The distinction is not small. The reason real TDD was supposed to matter is that the test-first cadence forces design choices early. You cannot write a clean test for a function with eight arguments and four side effects, so you do not build a function like that. You cannot write a clean test for a class with hidden state, so you avoid hidden state. The discipline of the test, applied at the right moment, was supposed to shape the architecture. Regression tests do not do this. They accept the architecture that was already built and protect it from future damage.
For a decade, I rationalized the gap. I would say things like “TDD is more of a mindset” or “the spirit of TDD is what matters.” These were excuses dressed as wisdom.
What AI changes
I have an M5 with 128GB of unified memory and a steady relationship with Claude Code. The loop I actually run now, when I am building anything non-trivial, looks like this:
I describe the behavior in plain English to Claude. Sometimes a paragraph, sometimes a page. The description includes inputs, outputs, edge cases, and the interfaces it should integrate with. Claude writes the tests first. I read the tests, modify them, add cases. Claude writes the implementation. The tests fail. Claude iterates on the implementation until they pass. I read the implementation, change what I want to change, and commit.

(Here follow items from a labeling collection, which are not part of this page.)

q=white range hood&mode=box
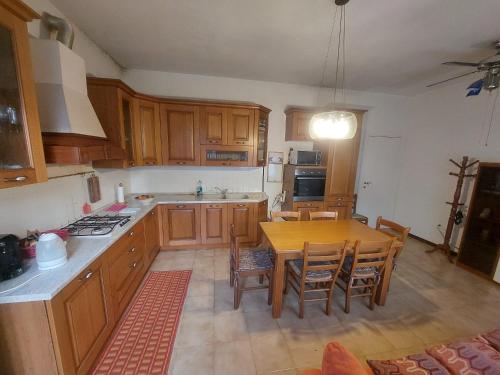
[30,38,106,138]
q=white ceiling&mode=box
[52,0,500,94]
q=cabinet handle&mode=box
[79,269,94,281]
[3,176,28,182]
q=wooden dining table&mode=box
[260,220,402,319]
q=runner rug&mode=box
[93,271,191,375]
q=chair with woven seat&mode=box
[375,216,411,265]
[337,240,394,313]
[285,241,347,319]
[229,224,274,310]
[271,211,301,221]
[309,211,339,221]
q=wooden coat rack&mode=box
[427,156,479,262]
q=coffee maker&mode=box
[0,234,23,281]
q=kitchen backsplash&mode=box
[0,167,129,236]
[129,167,262,197]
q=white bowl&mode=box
[36,233,68,271]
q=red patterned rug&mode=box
[93,271,191,375]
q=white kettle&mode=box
[36,233,68,271]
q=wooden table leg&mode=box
[273,254,285,319]
[375,247,396,306]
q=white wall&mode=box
[0,0,125,236]
[396,80,500,245]
[123,70,406,217]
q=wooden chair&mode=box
[285,241,347,319]
[229,224,273,310]
[309,211,339,221]
[271,211,301,221]
[375,216,411,265]
[337,240,394,313]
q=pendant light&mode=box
[309,0,358,139]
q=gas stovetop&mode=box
[63,215,131,237]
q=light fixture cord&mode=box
[320,0,338,87]
[333,5,344,106]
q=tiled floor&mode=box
[152,240,500,375]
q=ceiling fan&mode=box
[426,40,500,96]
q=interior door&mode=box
[356,135,401,225]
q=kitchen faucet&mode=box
[214,186,229,195]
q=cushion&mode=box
[426,337,500,375]
[290,259,332,282]
[321,342,370,375]
[240,250,273,271]
[481,328,500,352]
[366,353,450,375]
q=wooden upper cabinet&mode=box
[200,107,228,145]
[0,0,47,188]
[160,104,200,165]
[134,99,161,165]
[285,108,313,141]
[48,257,114,375]
[87,83,138,168]
[227,108,255,146]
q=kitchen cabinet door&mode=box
[161,204,201,247]
[293,201,324,221]
[0,1,47,188]
[227,108,255,146]
[160,104,200,165]
[325,112,363,201]
[144,207,160,266]
[200,107,228,145]
[135,99,161,165]
[47,257,114,375]
[201,203,229,244]
[256,200,268,242]
[325,201,352,220]
[228,203,257,242]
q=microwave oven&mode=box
[288,150,321,165]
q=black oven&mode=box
[293,168,326,201]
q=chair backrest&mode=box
[271,211,301,221]
[309,211,339,220]
[229,224,240,269]
[302,241,348,284]
[375,216,411,244]
[350,239,394,274]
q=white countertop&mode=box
[0,193,267,304]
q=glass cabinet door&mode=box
[0,25,31,170]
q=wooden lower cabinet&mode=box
[228,203,257,242]
[47,256,114,375]
[201,203,229,244]
[158,200,267,249]
[293,201,324,220]
[161,204,201,247]
[144,207,160,268]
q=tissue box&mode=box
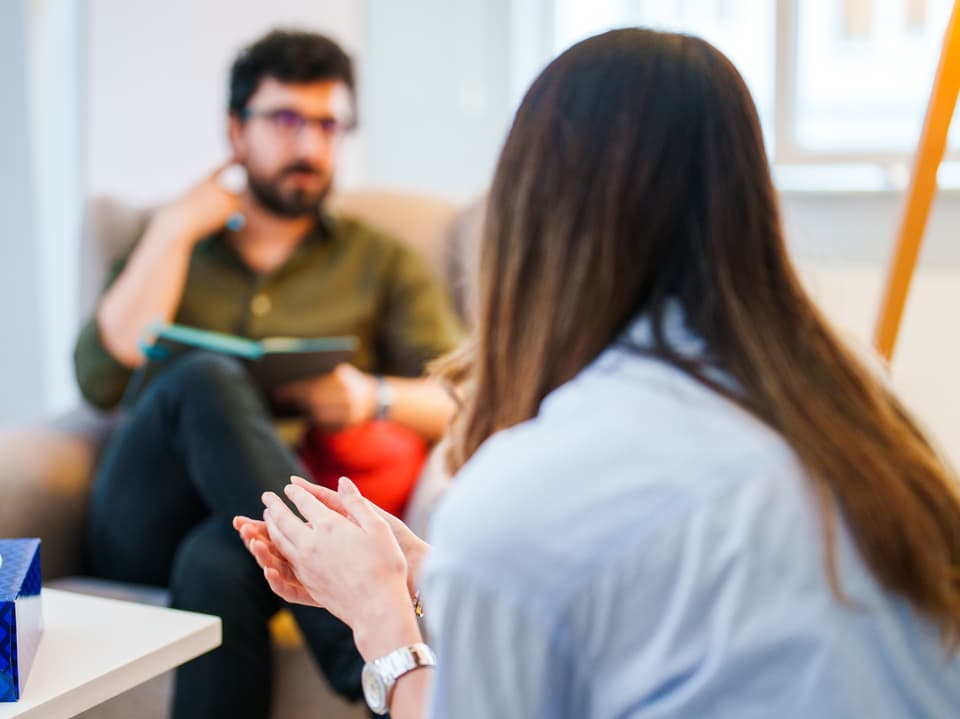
[0,539,43,702]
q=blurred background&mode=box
[0,0,960,460]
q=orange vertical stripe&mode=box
[874,1,960,360]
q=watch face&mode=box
[360,664,387,714]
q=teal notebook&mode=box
[123,324,357,407]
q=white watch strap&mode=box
[373,642,437,684]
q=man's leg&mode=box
[170,517,280,719]
[170,517,363,719]
[86,352,298,585]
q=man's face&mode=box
[230,77,351,218]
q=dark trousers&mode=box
[86,352,363,719]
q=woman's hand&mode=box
[290,475,430,597]
[235,478,420,659]
[233,517,317,607]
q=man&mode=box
[75,31,459,719]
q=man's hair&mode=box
[228,30,354,114]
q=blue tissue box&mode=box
[0,539,43,702]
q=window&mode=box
[547,0,960,164]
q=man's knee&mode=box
[170,519,273,616]
[160,352,249,395]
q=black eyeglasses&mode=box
[239,108,356,138]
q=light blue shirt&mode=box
[422,312,960,719]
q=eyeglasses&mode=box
[240,108,356,139]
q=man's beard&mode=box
[247,163,330,219]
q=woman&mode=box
[237,29,960,719]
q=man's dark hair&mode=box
[229,30,354,114]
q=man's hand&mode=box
[157,165,242,242]
[275,364,377,432]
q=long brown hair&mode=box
[438,29,960,647]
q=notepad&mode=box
[123,324,358,407]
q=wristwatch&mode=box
[373,375,393,420]
[360,643,437,714]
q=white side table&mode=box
[0,589,221,719]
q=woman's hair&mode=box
[440,29,960,647]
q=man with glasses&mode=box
[75,31,460,719]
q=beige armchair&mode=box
[0,192,479,719]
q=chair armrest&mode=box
[0,408,112,579]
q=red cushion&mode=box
[298,422,429,517]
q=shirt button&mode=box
[250,292,273,317]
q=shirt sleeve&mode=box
[377,246,463,377]
[423,570,588,719]
[73,255,133,410]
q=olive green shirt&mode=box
[74,216,462,409]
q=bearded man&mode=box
[74,31,460,719]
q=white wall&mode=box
[0,0,46,424]
[7,0,960,428]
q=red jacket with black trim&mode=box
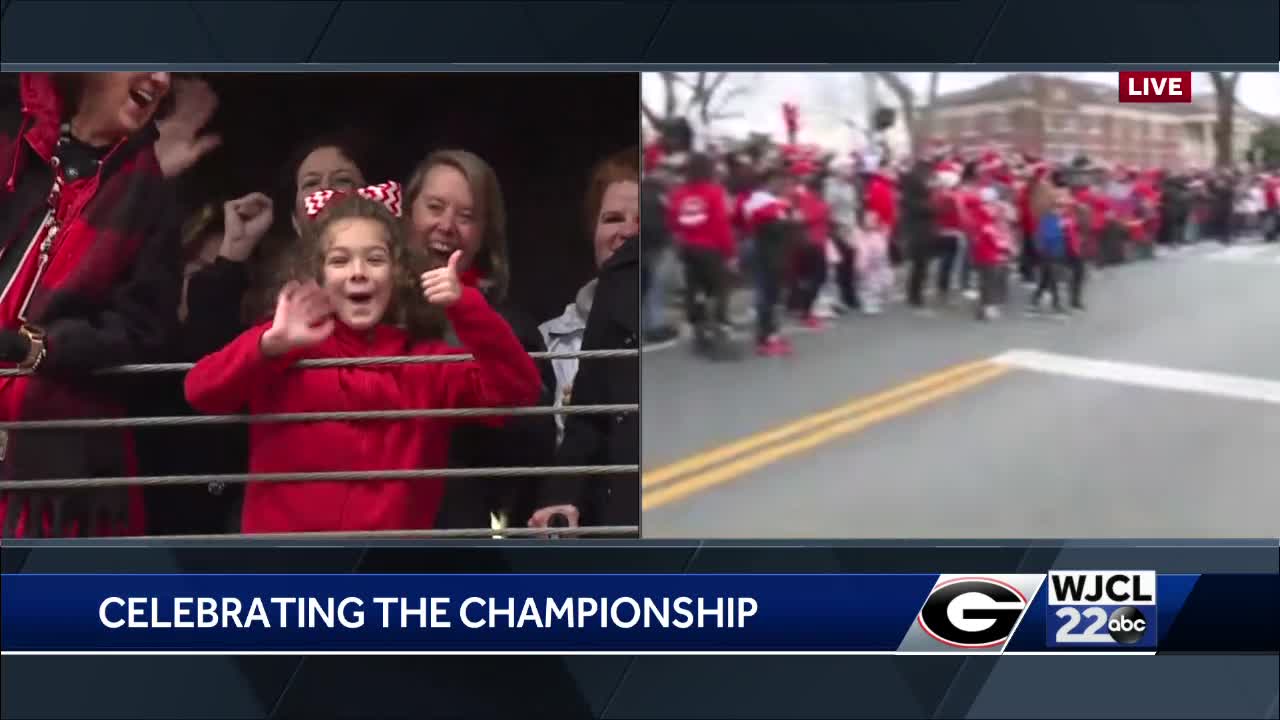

This is the TDD loop, executed in minutes per feature, without the cognitive cost that made it impossible by hand. The reason it works is that the tedious labor — typing out a test for an API that does not exist yet, then mentally context-switching to write the implementation, then context-switching back to verify the test still asserts the right thing — is offloaded to an agent that does not lose focus. The architecture-shaping effect of test-first is preserved because the test is genuinely written before the implementation. The implementation is shaped by the test, not the other way around. The benefit Beck described is finally available.
The interesting consequence is that the code that comes out of this loop is differently shaped from the code I used to write. It is more decomposed. Functions are smaller because Claude was forced to write a test that asserted on each unit. State is more explicit because Claude could not write a useful test against hidden state. The test files are larger relative to the implementation, which is a sign of healthier coverage. None of this is because I got more disciplined. It is because the discipline became cheap.
What this means for hiring, mentorship, and culture
I think about three implications.
The first is that we should stop telling junior engineers that they need to internalize a discipline that the industry was, in practice, faking. Tell them the truth. Tell them that the original TDD loop was correct in spirit and prohibitive in cost, and that the cost has fallen, and that they should learn the new cadence rather than the old guilt.
The second is that code reviews are about to shift. The signal “did the author write a test for this” used to be a check on professional conduct. Soon it will be a check on whether the author bothered to engage the tool that writes tests for free. The interesting review question becomes: did the test actually constrain the implementation, or did it merely confirm it?
The third is that the architectural benefit of test-first is suddenly available to organizations that had given up on it. The teams that wanted clean, decomposed, test-shaped code but could not afford the human time to enforce it can have it now, by adopting the agent-led loop. The teams that pretended to do TDD can stop pretending.
I sometimes wonder how much of the last decade of software architecture decay — the deep-coupled services, the god classes, the implicit state — was downstream of a discipline we publicly claimed to honor and privately could not afford. The pretense was the cost. We will know in a few years whether removing it was worth it.
Did we ever actually want test-driven development, or did we want the feeling of being the kind of engineer who did it?